Justin Warner Hagerstown, Maryland
Justin Warner has appeared on a number of Food Network shows, including 24-Hour Restaurant Battle, Guy’s Grocery Games, Tournament of Champions, Cutthroat Kitchen, and more.
Most notably, Warner was the winner of Food Network Star’s eighth season, wherein Alton Brown mentored him.
Warner does not have formal culinary training, but he was inspired to cook by his father, who passed away a couple of years after Warmer graduated high school. He is known for his interesting and unique approach to flavors.
Jason Smith Grayson, Kentucky
Winning both the third season of the Holiday Baking Championship and Food Network Star, Season 13, Jason Smith made a name for himself after working as a school cafeteria cooking manager and caterer.
In addition to those roles, Smith has served as a judge on Best Baker in America and Worst Bakers in America. The self-taught chef and baker describes his cooking as down-home but elevated and budget-friendly. He is a crowd favorite with his bright, vibrant outfits and folksy Kentucky sayings.

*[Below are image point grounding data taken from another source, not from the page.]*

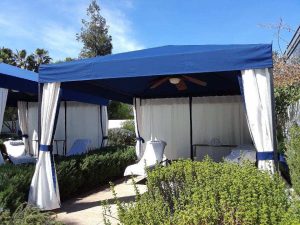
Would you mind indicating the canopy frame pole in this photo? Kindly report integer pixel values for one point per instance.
(40, 93)
(191, 128)
(65, 147)
(276, 161)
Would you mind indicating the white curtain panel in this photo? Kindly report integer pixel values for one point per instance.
(3, 98)
(168, 120)
(104, 125)
(44, 191)
(138, 126)
(258, 104)
(221, 118)
(23, 123)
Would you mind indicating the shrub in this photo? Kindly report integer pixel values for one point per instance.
(121, 137)
(76, 174)
(293, 157)
(210, 193)
(27, 215)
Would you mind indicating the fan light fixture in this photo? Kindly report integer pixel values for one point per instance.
(174, 80)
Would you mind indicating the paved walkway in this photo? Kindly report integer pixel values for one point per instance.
(87, 209)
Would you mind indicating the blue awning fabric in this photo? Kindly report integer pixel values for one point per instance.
(24, 84)
(127, 75)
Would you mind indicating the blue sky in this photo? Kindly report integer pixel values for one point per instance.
(137, 24)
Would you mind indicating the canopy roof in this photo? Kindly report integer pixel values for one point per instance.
(24, 84)
(127, 75)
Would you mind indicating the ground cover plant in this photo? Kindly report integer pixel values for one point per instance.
(206, 192)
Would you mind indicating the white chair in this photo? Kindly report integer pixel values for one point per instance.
(1, 159)
(15, 148)
(79, 147)
(16, 152)
(153, 154)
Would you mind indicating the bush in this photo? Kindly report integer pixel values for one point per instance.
(76, 174)
(293, 157)
(121, 137)
(210, 193)
(27, 215)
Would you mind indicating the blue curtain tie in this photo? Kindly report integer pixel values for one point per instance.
(46, 148)
(140, 139)
(265, 155)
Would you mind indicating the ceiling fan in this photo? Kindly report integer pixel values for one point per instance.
(179, 82)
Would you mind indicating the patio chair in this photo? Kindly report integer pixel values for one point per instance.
(79, 147)
(16, 158)
(153, 155)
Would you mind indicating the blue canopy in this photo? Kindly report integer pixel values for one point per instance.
(24, 84)
(127, 75)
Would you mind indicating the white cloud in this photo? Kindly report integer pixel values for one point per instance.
(60, 41)
(120, 28)
(55, 28)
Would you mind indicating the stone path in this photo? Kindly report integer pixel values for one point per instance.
(87, 209)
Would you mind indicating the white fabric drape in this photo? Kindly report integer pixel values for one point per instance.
(23, 123)
(3, 98)
(104, 118)
(258, 104)
(44, 192)
(218, 120)
(138, 126)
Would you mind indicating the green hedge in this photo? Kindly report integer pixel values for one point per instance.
(76, 174)
(293, 157)
(210, 193)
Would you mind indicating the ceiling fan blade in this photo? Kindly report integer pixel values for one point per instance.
(159, 82)
(181, 86)
(195, 81)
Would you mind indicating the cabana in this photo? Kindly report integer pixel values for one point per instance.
(19, 88)
(178, 77)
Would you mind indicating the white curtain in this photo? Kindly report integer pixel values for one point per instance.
(44, 192)
(168, 120)
(23, 123)
(3, 98)
(138, 126)
(258, 103)
(104, 118)
(218, 120)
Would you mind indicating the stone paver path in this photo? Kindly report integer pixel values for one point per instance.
(86, 210)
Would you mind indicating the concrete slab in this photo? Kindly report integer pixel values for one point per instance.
(87, 210)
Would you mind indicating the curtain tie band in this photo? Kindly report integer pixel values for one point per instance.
(265, 155)
(46, 148)
(140, 139)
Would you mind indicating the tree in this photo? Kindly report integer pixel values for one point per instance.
(40, 56)
(7, 56)
(94, 34)
(118, 111)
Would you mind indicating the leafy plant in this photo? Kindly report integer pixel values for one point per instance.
(121, 137)
(27, 215)
(210, 193)
(76, 174)
(293, 157)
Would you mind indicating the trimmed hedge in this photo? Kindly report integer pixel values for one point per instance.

Sean Brock Pound, Virginia
Sean Brock has been a revolutionary force in southern cuisine, landing on TV shows: PBS’ The Mind of a Chef, Netflix’s Chef’s Table, Food Network’s Iron Chef America, and more.
He has published two cookbooks and won James Beard Awards and published cookbooks. In 2010, Brock won the James Beard Award for Best Chef, Southeast, and is a four-time finalist for Outstanding Chef and a three-time finalist for Rising Star Chef. He currently owns and operates Nashville, Tennessee, based restaurants: Joyland, The Continental, and Audrey & June.

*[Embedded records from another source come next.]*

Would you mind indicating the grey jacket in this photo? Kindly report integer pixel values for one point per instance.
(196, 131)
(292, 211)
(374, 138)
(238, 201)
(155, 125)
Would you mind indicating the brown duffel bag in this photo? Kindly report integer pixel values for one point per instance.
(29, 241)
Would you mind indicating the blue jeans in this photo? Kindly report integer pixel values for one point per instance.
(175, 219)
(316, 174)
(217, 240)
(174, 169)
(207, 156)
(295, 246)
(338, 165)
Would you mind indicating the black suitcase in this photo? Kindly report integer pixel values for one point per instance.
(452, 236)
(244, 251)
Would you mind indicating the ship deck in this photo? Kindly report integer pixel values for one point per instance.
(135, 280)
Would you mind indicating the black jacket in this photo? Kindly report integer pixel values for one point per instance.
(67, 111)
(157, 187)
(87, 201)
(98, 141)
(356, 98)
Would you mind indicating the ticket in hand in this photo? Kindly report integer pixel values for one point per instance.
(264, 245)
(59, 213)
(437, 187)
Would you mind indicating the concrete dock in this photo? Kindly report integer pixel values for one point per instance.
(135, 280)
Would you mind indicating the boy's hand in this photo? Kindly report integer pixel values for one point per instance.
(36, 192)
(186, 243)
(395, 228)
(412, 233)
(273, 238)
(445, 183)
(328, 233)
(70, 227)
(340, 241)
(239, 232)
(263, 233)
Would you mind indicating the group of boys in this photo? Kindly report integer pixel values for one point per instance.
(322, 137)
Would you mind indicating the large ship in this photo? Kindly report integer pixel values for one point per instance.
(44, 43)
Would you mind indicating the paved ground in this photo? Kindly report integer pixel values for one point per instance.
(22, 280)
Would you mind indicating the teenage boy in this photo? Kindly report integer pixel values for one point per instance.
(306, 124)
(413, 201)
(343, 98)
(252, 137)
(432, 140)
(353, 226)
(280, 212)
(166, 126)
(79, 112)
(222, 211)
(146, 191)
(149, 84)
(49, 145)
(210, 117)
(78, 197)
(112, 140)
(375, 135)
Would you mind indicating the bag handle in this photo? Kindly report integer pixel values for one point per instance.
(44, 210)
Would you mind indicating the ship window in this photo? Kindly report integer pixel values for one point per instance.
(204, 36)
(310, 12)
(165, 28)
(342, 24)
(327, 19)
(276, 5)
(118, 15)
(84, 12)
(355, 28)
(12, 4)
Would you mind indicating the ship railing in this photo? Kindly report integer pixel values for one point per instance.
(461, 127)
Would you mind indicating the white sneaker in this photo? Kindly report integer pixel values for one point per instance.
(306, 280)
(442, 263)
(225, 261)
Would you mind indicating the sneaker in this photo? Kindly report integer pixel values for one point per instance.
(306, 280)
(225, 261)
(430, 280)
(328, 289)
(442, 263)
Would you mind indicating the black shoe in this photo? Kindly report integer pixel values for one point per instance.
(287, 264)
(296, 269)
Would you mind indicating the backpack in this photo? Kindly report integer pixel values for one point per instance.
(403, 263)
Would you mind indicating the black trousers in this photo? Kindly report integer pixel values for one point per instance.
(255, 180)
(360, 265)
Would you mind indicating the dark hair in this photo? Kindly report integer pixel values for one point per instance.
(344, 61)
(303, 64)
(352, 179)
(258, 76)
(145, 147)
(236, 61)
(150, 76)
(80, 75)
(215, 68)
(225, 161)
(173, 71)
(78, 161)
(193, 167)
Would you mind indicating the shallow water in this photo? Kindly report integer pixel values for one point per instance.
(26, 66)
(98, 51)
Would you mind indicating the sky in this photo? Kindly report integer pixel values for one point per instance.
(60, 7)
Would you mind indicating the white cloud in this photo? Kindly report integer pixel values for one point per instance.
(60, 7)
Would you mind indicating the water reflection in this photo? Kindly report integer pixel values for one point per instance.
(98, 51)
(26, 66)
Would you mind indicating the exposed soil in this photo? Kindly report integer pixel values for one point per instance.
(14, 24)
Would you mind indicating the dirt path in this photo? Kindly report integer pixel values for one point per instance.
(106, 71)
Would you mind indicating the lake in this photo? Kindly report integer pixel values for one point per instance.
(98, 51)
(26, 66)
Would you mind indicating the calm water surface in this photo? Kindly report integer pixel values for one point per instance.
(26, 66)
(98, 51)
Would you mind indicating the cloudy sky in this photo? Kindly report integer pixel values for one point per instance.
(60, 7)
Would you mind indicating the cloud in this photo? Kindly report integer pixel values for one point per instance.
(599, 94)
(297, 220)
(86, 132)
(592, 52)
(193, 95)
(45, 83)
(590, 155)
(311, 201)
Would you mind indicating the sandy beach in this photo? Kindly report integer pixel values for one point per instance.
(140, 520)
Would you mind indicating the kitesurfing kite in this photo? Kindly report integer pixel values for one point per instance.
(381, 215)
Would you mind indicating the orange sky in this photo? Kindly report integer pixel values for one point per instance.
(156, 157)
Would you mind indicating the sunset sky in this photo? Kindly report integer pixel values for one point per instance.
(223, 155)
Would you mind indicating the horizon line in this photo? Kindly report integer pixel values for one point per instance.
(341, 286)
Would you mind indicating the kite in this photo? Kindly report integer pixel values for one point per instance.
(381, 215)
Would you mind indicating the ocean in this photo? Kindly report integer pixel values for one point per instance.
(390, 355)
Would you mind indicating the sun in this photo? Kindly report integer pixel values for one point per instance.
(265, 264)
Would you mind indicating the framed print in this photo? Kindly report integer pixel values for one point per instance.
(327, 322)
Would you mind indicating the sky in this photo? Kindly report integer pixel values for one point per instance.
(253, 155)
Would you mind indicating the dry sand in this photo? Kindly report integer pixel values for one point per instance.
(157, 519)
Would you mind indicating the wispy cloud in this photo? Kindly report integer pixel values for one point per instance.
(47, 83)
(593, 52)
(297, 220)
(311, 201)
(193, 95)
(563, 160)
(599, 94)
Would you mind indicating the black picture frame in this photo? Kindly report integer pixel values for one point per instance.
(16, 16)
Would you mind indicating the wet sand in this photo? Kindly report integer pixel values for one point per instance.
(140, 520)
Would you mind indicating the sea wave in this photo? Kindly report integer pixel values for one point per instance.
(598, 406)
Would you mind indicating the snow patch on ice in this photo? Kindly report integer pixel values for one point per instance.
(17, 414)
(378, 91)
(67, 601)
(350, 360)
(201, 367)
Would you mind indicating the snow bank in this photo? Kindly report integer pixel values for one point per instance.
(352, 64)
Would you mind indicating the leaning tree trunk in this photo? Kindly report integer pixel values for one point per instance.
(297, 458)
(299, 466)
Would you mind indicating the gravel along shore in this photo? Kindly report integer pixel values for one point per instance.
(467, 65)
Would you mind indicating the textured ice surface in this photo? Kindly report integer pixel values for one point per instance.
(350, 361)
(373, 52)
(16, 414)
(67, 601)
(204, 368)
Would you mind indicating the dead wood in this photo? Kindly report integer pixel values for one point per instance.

Brock dedicated his career to preserving southern and Appalachian culinary traditions and has led the way for future generations of chefs.
While each of these bakers had made a name for themselves on major network television, they all have backgrounds rooted in Appalachia, a region covering 423 counties across 13 states and spanning 206,000 square miles. With unique economic, social,
and many challenges based on location, the region’s 26.1 million residents live in parts of Alabama, Georgia, Kentucky, Maryland, Mississippi, New York, North Carolina, Ohio, Pennsylvania, South Carolina, Tennessee, Virginia, and the entirety of West Virginia.
These chefs overcame hardships associated with their locations and used their upbringings to inform their future and power their careers.